Exploratory biology publications are good as they attract interest to the area. However, it is key to maintain one’s competitive advantage (e.g., by avoiding premature disclosure of a validated target (or means of targeting) to maintain one’s developmental lead time) so that you preserve the possibility of being first to market and still attract investors further down the development pipeline by offering them something of value that they themselves have not yet explored.
Publications around development of the novel therapeutic itself need to be carefully staged. For example, if you are developing a small molecule drug, it is desirable to create more than one chemical series. One series could be developed as a “tool compound” which can be disclosed and published. The other series (or multiple series) would be developed as the potential drug candidate and advanced along the drug discovery pipeline with no external disclosures (see Figure 1).
A similar approach applies to other therapeutics such as antibodies. Antibody sequences we well as their mechanism of action (if unique) should not be disclosed and/or published until an appropriate value inflection point (see Figure 2). This applies to both therapeutic antibodies and ‘tool’ antibodies such as ‘surrogates’.

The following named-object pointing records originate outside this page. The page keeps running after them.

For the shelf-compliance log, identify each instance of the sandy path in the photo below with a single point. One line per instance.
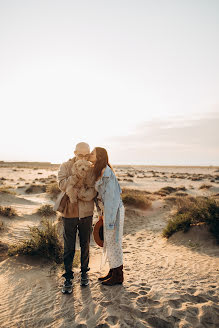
(166, 285)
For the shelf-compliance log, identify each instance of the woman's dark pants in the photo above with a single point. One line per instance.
(84, 227)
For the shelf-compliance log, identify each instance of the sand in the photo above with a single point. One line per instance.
(168, 283)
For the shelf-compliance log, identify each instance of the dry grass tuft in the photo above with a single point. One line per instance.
(136, 198)
(205, 186)
(53, 190)
(44, 241)
(192, 211)
(46, 210)
(34, 189)
(7, 190)
(8, 211)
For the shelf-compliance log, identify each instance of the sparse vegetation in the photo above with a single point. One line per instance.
(169, 190)
(35, 189)
(53, 190)
(44, 241)
(136, 198)
(7, 211)
(193, 211)
(205, 186)
(7, 190)
(46, 210)
(1, 225)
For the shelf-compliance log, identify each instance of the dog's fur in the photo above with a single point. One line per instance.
(79, 173)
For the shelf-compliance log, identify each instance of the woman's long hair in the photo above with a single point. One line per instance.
(102, 160)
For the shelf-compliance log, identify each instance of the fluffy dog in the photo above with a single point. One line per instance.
(77, 180)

When to Apply for a Patent
Timing of patent filing is crucial. Only patent when you have something of true value to investors. Filing for a patent too early will reduce the time window for recouping costs and providing a return on investment. As such, in order to attract the large amount of industry investment required to take a candidate drug through clinical trials, sufficient patent life must remain at the end of that process.
To get a patent granted, you need to be able to make novel and non-obvious claims, and a strong patent position is essential to attract investors. Patents with broad unexemplified claims will incur significant costs and time as they will almost definitely be subject to rejections once they reach national phase.
You also need to ensure that no earlier patent (including your own!) will count as prior art against you. Remember that as soon as a patent publishes (18 months after the earliest priority date), everything contained within is public knowledge. Should you decide your invention needs more work your patent will be cited by examiners as prior art against your new claims.
Different Types of Patents
There is no such thing as a novel target. The genomes of most species have been sequenced, and all potential targets are public knowledge. It is the application of the target to a disease process, uncovering its function, and means of therapeutic use which is valuable IP.
If a target has been linked to a novel biology, a ‘methods of use’ patent application could be filed. This will protect the new biological concept, link to disease, and therapeutic mechanism of action. A ‘methods of use’ patent could apply to using existing reagents for a new purpose (e.g., use of existing monoclonal antibody for a companion diagnostic).
Even if there is no linkage of a target to a disease process or novel function, but a new therapeutic (and variants thereof) is being developed, a ‘composition of matter’ patent application should be filed. This protects the novel sequence of your therapeutic antibody or the inventive medicinal chemistry steps to make a therapeutic small molecule and will claim some of the characteristics of the molecule (i.e., potency, cross-reactivity, and/or developability). A composition of matter patent for a final therapeutic is typically filed after a ‘methods of use’ patent and, since it defines and protects your actual drug candidate, is the basis of the drug’s potential value. Thus, protecting this IP and filing it as late as possible is preferred.
How can BioCurate help?
BioCurate is committed to supporting researchers in achieving impact from their research and advancing their career through publications. This commitment, together with extensive knowledge and experience working at the intersection of research and industry, enables the BioCurate team to develop a publication strategy that can result in desired academic and commercial outcomes.